And God made everything else to help you find your way to that happiness. Learning how to use everything this world offers as a way to grow in friendship with God is the greatest earthly wisdom we can achieve. And learning how to put aside any earthly good that gets in the way of our friendship with God is also true wisdom.

In today’s Gospel, the two servants who invested the talents they received showed that they had a strong and trusting relationship with the master of the house. They were able to take a risk with what had been given to them, just as the master took a risk in giving them good things in the first place. And they used those good things for good.

The third servant didn’t really have a relationship with the master. All that one could see was the money, and out of fear of losing the money, took no risks and reaped no benefit. But worst of all, that one had not confidence or trust in the master – only fear. How can we be happy with God if we live only in fear of losing the good things he has given us?

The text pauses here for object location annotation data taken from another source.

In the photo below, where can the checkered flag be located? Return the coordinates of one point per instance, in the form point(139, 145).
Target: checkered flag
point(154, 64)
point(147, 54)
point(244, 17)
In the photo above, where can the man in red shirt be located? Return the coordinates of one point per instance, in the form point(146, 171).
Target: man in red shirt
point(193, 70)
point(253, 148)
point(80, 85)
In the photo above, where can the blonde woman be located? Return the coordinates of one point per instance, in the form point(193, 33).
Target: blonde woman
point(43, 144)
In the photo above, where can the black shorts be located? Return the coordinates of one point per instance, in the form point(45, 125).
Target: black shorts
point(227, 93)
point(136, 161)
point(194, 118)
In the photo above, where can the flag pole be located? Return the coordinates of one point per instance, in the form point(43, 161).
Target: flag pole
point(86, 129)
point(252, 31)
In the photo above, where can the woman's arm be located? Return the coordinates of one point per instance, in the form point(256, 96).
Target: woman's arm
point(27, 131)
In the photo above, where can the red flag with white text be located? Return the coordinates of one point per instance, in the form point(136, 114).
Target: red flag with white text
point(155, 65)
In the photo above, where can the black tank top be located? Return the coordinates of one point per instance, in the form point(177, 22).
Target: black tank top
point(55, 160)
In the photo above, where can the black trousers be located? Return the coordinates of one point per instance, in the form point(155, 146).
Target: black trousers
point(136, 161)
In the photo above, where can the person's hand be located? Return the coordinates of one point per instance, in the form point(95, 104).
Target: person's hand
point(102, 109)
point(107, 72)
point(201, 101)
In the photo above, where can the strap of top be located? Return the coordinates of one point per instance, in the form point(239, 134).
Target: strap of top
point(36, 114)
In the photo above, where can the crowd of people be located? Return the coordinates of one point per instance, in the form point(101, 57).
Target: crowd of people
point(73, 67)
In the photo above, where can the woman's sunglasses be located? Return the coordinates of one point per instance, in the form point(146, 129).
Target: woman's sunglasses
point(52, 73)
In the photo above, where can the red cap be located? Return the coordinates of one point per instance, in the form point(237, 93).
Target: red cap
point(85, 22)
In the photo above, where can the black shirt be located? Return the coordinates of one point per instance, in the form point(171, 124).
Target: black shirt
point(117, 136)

Thanksgiving allows us to look beyond the gifts or talents we possess to the Giver who gave them to us in the first place. There are many things in the world to make us afraid, and many fearful things that happen. Yet even when earthly goods fail, God’s love does not fail.

St. Ignatius of Loyola called this dynamic the “Principle and Foundation”, a solid starting point in learning how to live a good life. God’s unfailing love is given to us even in the passing things of this world. David Fleming, SJ, summarizes the conclusion St. Ignatius draws from this principle: “We should not fix our desires on health or sickness, wealth or poverty, success or failure, a long life or a short one. For everything has the potential of calling forth in us a deeper response to our life in God. Our only desire and our one choice should be this: I want and I choose what better leads to God’s deepening his life in me.”

At Thanksgiving, we are grateful to God for the things he has placed in our hands – and even those that seem to have fallen through our hands. We are not grateful to those things, but to God himself. May we find his love in everything, and in everything share his love with others, and his call to perfect happiness.